Brexit still means Brexit

Jonathan Lis makes some very good, but familiar points in his collumn in Prospect Magazine today, in that erecting barriers to trade with your closest and largest trading partners will hamper trade, and that reducing the labour pool by restricting immigration will create labour shortages.

Brexit means Brexit.

And this means Brexit since May defined Brexit as leaving the SM and CU and the systems in place that reduced the red tape that hampers free trade, instead, Brexit increases red tape, makes tradeslowr and less efficient.

If only there had be some warnings that this would happen?

FFS.

The Government is still claiming its cakeist dogma and denying the root cause of the shortages, with the freight industry now believing far from the problems being eased in 2022, but will remain or get worse through to 2023 and even the year after.

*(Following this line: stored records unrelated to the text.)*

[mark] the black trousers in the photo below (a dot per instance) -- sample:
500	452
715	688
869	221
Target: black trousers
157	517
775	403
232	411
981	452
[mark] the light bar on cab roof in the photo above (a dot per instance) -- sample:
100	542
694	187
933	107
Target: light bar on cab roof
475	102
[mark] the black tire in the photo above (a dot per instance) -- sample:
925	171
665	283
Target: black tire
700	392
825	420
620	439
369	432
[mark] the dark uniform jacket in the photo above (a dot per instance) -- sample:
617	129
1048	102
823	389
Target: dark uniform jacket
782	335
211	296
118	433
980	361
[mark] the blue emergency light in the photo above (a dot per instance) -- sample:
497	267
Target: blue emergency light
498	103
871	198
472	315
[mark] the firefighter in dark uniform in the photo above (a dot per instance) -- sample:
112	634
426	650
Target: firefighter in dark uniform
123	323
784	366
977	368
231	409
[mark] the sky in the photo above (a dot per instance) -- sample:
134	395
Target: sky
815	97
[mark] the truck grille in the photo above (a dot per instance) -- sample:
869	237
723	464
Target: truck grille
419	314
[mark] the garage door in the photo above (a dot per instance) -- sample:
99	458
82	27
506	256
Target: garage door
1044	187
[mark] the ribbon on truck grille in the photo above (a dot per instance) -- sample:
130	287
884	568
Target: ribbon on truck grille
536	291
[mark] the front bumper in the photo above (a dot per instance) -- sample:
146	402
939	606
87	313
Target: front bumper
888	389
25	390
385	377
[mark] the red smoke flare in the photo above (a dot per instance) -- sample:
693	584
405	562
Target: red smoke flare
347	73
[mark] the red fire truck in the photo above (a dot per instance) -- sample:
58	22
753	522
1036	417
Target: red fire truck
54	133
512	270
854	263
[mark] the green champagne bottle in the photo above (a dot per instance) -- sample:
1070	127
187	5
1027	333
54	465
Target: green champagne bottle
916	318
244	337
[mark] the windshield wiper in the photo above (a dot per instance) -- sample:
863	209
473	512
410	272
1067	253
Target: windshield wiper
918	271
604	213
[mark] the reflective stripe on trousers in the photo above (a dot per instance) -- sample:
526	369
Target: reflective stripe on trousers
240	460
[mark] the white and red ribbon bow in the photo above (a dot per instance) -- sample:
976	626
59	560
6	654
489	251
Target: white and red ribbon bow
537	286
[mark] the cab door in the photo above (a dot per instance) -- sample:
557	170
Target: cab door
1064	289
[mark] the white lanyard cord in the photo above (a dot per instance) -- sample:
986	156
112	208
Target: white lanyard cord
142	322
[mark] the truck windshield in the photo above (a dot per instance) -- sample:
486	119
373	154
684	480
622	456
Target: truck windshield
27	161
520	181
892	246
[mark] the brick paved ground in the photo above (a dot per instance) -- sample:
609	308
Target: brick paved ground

There only hope is common sense breaking out in Government and mechanisms put in place that free trade up.

That isn't going to happen.

But for the time being, at least until the end of the year, the UK has unrestricted imports from the EU with no compliance checks carried out because preparations were not complete in time for the actual economic leaving of the EU, while UK exporters have to cope with the full raft of red tape and compliance issues that all other third countries have.

Rather than take back control, we have given far more away, and if it comes to negotiations with the EU, the EU already have the best deal in the world, it will take one heck of a lot of leverage for it go give up unfettered access to UK markets. It will in the end, but starting negotiations from a dreadfully poor position will only lead to a poorer end point, making us all even poorer.